Predicting cellular adaptation proteins dependent on eIF2α regulation under stress conditions: physiological and pathophysiological implications in neuronal function

Abstract

Understanding the intricate mechanisms governing gene expression regulation is crucial for deciphering neuronal responses to cellular stress at both the physiological (i.e., synaptogenesis) and pathophysiological (i.e., neurodegenerative diseases) levels. These rapid adaptive changes depend on the translation of specific proteins with specialized 5′ untranslated regions (5′UTRs), triggered by the phosphorylation of eukaryotic initiation factor 2 alpha (eIF2α), while normal cellular translation remains largely inhibited. This study aims to provide a useful tool to identify mRNAs susceptible to regulation by p-eIF2α. We compiled a database of 5′UTRs using Ensembl canonical transcripts from the GRCh38.p14 genome build. Ensembl IDs were used to extract coding sequences and cDNA via the REST API, and 5′UTR regions were identified. We applied translation efficiency-based filters to existing databases of p-eIF2α-dependent translation to obtain reliable training and testing datasets. A multiple logistic regression (MLR) model—using 5′UTR length, GC content, upstream open reading frames (uORFs), and the features of Atf4 as a reference—predicted scores for p-eIF2α-driven translation.

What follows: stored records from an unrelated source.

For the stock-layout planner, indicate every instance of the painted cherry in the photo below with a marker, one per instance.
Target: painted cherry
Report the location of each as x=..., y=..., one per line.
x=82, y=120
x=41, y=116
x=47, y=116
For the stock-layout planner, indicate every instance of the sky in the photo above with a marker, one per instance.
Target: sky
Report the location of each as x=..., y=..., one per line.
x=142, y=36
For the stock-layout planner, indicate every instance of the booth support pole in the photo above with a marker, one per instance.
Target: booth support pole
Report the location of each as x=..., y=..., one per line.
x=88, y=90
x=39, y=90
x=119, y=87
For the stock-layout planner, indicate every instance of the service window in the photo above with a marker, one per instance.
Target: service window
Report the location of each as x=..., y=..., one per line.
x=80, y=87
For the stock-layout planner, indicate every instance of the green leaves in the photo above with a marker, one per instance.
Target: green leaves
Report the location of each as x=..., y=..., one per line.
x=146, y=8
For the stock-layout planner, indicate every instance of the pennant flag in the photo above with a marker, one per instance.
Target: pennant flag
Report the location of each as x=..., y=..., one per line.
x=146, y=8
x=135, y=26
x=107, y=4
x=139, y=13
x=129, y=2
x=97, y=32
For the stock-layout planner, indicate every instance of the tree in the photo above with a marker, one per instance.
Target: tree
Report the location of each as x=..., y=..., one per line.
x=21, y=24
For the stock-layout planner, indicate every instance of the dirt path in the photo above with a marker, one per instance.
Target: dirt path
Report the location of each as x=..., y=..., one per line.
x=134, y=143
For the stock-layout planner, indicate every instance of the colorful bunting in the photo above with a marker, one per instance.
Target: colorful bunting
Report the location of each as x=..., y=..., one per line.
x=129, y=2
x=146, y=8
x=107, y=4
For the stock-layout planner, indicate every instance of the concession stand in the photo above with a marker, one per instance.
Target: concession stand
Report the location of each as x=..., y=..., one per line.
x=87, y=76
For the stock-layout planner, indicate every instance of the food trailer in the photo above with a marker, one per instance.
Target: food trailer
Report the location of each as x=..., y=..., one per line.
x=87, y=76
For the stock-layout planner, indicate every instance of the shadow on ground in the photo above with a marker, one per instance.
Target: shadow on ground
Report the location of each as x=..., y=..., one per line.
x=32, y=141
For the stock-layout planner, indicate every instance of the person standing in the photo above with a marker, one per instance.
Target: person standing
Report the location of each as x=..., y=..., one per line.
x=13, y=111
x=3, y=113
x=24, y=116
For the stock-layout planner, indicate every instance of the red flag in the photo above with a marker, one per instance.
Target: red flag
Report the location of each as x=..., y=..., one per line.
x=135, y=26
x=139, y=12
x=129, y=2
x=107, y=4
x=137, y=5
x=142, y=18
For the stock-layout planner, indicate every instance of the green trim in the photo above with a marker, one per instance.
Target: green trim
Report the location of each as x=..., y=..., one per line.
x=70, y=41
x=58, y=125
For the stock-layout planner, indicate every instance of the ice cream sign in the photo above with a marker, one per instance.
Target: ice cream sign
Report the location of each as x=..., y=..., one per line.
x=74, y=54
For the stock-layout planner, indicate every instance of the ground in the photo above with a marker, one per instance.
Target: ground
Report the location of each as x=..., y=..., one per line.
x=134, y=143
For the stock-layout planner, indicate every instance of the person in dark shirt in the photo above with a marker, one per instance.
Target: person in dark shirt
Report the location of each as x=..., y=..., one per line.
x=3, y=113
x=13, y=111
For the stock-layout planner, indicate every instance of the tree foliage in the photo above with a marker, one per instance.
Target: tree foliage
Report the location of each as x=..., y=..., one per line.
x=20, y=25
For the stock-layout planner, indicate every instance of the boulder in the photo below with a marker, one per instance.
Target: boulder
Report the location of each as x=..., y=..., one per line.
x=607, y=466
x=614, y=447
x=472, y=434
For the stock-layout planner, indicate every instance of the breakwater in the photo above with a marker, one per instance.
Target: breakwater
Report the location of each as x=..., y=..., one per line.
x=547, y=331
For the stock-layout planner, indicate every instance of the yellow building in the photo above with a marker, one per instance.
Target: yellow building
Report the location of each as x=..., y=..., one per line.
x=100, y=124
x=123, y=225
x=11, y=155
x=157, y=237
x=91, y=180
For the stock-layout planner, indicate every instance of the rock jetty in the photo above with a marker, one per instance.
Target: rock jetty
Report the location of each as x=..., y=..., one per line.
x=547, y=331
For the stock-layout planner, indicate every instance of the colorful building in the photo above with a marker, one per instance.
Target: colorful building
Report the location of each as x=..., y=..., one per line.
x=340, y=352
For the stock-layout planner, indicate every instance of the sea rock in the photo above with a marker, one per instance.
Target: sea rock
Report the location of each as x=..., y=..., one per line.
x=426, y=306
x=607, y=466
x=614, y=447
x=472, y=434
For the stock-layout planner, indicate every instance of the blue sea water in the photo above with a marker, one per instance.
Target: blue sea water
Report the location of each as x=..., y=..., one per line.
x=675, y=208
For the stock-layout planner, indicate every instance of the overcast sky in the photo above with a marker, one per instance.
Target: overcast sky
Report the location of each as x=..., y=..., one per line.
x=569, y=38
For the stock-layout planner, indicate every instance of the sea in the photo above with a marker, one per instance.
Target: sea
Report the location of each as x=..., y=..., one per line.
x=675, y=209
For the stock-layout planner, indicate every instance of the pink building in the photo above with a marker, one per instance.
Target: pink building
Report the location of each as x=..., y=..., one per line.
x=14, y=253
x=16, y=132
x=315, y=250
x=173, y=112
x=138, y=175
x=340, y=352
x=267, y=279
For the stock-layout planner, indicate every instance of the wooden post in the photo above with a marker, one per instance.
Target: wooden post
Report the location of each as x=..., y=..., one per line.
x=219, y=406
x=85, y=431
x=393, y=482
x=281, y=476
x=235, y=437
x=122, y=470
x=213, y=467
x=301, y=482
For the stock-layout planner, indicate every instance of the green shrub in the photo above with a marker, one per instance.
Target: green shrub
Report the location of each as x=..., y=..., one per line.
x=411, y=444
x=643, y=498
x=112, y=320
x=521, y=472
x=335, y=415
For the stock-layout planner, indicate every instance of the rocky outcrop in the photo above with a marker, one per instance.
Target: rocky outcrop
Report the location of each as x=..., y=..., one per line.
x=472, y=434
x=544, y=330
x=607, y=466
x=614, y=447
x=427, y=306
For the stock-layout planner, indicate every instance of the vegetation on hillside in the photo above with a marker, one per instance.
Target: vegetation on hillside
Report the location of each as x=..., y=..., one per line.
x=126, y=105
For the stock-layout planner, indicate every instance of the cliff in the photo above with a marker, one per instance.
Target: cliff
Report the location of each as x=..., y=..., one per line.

Gene Ontology (GO) enrichment analysis identified significant biological processes, molecular functions, and cellular components involved. An interactome analysis using STRING-db highlighted pathways related to synaptoplasticity (physiological stress) and Alzheimer’s disease (pathophysiological stress). In vitro luciferase assays validated SLC30A4 as a novel p-eIF2α-regulated transcript, uncovering the role of eIF2α regulation in zinc homeostasis and neurodegeneration. These findings underscore the importance of translational control mechanisms in memory formation and disease pathogenesis, contributing to the identification of potential therapeutic targets to mitigate pathological outcomes.